Kent Stetson Growing up on a horse farm in New Hampshire, Kent Stetson’s mother did all of her own tack work, which is how he learned to do leatherwork. Specializing in print and leatherwork, he started making bags 14 years ago and now they’re sold in 250 stores around the world. Stetson initially came to Providence as a pre-med student at Brown and, as an artist himself, fell in love with the creative scene. “The fashion scene in Providence is like an art scene,” he says. “Bags were initially a way to package my art, but now it’s my medium.” Now he makes 150 bags a week, all handcrafted in his studio, many from luxe materials like wild caught snakeskin. Instead of making patterns, he rolls each hide out individually to create the purse. “It’s a sculptural process,” he says. Every bag is one of a kind and Stetson personally signs the interior of each one. Once you get your hands on one of his signature printed bags, you’ll want to collect them all.

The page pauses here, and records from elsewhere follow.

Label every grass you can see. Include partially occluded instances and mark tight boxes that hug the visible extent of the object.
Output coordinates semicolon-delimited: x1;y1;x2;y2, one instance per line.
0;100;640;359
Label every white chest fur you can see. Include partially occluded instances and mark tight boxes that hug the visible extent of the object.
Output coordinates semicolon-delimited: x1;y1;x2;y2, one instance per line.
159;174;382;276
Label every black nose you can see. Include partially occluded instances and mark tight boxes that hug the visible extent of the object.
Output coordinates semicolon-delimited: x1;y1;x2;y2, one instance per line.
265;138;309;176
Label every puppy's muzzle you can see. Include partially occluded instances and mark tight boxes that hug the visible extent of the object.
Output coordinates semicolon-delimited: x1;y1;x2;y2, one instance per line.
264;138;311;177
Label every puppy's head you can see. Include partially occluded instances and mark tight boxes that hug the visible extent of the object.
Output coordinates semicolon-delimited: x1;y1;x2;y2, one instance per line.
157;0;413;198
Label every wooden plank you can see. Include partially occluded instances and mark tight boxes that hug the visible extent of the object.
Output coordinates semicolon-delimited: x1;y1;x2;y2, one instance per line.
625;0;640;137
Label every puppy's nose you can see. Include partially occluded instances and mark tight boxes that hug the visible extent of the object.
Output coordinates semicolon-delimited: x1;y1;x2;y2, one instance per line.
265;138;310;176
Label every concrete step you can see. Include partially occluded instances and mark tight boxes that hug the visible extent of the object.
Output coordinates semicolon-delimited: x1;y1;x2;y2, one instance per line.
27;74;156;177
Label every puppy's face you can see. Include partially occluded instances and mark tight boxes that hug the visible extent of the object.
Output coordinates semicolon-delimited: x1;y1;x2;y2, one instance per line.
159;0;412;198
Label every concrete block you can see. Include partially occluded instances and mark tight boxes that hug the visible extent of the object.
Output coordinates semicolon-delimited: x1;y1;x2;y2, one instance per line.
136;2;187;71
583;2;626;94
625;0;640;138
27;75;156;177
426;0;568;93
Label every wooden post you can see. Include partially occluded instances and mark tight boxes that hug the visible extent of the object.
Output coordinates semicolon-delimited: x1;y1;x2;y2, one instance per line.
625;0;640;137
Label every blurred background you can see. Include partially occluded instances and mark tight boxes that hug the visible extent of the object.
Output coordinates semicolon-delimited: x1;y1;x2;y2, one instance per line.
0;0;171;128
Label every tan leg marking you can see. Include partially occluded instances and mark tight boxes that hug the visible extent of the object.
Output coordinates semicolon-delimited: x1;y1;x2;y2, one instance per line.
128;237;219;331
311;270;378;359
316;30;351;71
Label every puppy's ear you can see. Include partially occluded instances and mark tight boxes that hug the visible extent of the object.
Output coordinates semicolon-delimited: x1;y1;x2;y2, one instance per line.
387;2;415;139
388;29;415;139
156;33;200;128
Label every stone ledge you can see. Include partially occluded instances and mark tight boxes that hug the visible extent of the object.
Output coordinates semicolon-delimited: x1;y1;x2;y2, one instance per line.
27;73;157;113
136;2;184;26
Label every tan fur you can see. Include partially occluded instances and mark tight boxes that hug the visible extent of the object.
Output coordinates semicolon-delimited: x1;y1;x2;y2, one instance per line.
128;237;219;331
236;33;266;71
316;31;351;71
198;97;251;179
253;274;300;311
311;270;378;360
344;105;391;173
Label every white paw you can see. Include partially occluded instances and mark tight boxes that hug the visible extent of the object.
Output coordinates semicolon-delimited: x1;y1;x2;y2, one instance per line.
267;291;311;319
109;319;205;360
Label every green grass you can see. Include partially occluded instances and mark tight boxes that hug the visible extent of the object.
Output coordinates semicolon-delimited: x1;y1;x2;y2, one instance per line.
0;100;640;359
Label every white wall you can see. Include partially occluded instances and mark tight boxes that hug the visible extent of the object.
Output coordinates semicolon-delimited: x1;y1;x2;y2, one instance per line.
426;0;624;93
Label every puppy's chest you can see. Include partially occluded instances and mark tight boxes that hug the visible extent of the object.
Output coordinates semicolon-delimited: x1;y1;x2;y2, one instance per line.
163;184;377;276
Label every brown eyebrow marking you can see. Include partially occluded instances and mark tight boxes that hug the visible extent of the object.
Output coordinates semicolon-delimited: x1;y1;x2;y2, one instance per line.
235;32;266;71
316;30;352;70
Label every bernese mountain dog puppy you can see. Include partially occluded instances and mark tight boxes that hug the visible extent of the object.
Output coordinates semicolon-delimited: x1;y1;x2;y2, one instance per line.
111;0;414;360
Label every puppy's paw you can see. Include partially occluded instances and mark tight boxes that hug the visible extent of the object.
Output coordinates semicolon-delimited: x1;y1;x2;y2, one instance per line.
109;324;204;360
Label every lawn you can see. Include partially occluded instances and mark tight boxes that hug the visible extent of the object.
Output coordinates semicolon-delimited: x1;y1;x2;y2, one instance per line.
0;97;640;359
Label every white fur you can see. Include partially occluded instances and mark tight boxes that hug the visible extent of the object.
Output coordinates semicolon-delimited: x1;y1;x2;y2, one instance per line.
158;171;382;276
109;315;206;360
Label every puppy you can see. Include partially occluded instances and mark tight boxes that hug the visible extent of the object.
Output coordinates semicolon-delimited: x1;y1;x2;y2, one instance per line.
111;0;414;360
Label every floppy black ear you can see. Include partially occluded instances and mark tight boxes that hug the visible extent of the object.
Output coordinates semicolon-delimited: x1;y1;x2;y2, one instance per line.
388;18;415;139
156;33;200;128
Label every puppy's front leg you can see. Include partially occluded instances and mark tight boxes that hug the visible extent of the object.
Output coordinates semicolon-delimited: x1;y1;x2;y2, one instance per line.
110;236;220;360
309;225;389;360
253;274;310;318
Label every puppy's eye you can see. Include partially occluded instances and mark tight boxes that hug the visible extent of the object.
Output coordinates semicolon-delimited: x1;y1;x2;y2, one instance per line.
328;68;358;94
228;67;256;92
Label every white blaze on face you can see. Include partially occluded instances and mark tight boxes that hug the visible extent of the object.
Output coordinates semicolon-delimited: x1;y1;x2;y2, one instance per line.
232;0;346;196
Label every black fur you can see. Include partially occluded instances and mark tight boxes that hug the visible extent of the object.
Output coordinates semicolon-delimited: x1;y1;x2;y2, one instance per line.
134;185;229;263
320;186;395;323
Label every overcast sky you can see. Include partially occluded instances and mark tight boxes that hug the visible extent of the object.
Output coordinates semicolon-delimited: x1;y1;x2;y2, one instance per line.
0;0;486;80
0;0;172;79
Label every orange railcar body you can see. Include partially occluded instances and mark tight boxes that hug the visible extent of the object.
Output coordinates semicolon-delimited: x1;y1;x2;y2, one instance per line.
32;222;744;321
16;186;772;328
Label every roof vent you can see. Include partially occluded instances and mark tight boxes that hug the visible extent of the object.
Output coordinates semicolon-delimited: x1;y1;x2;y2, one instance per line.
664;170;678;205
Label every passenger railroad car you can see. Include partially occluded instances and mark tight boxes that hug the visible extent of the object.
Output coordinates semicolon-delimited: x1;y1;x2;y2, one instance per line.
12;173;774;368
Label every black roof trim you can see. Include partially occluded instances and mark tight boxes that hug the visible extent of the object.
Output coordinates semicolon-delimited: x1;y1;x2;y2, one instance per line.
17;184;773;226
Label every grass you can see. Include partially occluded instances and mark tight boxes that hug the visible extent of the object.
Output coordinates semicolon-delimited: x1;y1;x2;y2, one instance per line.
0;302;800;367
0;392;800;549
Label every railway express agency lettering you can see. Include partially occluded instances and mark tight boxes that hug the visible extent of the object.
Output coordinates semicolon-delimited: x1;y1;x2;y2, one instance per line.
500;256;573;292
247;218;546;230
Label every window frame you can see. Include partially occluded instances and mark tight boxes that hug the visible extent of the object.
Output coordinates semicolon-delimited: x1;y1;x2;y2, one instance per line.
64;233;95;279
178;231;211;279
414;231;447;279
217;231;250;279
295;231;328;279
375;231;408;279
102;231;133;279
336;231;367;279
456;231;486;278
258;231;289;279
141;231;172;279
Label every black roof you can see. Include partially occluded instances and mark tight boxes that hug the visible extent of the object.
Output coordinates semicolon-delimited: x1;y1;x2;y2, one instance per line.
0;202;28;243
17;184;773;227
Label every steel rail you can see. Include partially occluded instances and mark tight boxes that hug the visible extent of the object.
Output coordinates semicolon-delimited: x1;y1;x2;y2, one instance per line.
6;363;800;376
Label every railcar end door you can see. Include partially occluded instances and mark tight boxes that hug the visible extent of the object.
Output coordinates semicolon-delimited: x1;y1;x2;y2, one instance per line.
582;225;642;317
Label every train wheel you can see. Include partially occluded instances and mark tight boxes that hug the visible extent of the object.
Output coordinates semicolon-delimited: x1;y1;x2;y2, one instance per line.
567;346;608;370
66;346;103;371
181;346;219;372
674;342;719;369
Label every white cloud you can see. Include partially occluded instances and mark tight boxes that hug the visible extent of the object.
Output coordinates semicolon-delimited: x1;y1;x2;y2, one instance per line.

House of Cach If Alexander McQueen had a futuristic accessory collection, it would be House of Cach. The brainchild of Alexa Cach and Molly Northern, the jaw-droppingly unique line offers ready to wear and custom designs for men and women. Inspired by large-scale art projects, with materials sourced from all over the world, it’s truly wearable art, all handcrafted from unexpected elements. Take the #projectbug collection, which uses real preserved insects, including a brass chest piece made from gilded cicadas with semi-precious stones, coconut wood, freshwater pearls and vintage pieces. The same preservation technique was used for the Modern Madonna collection, but this time with roses, lilies, and orchids captured in full bloom. The newest RTW line, “Armor,” takes its cues from a post-apocalyptic world where resources are scarce. Whether you opt for a more classic or experimental piece, any accessory from House of Cach is a head turner.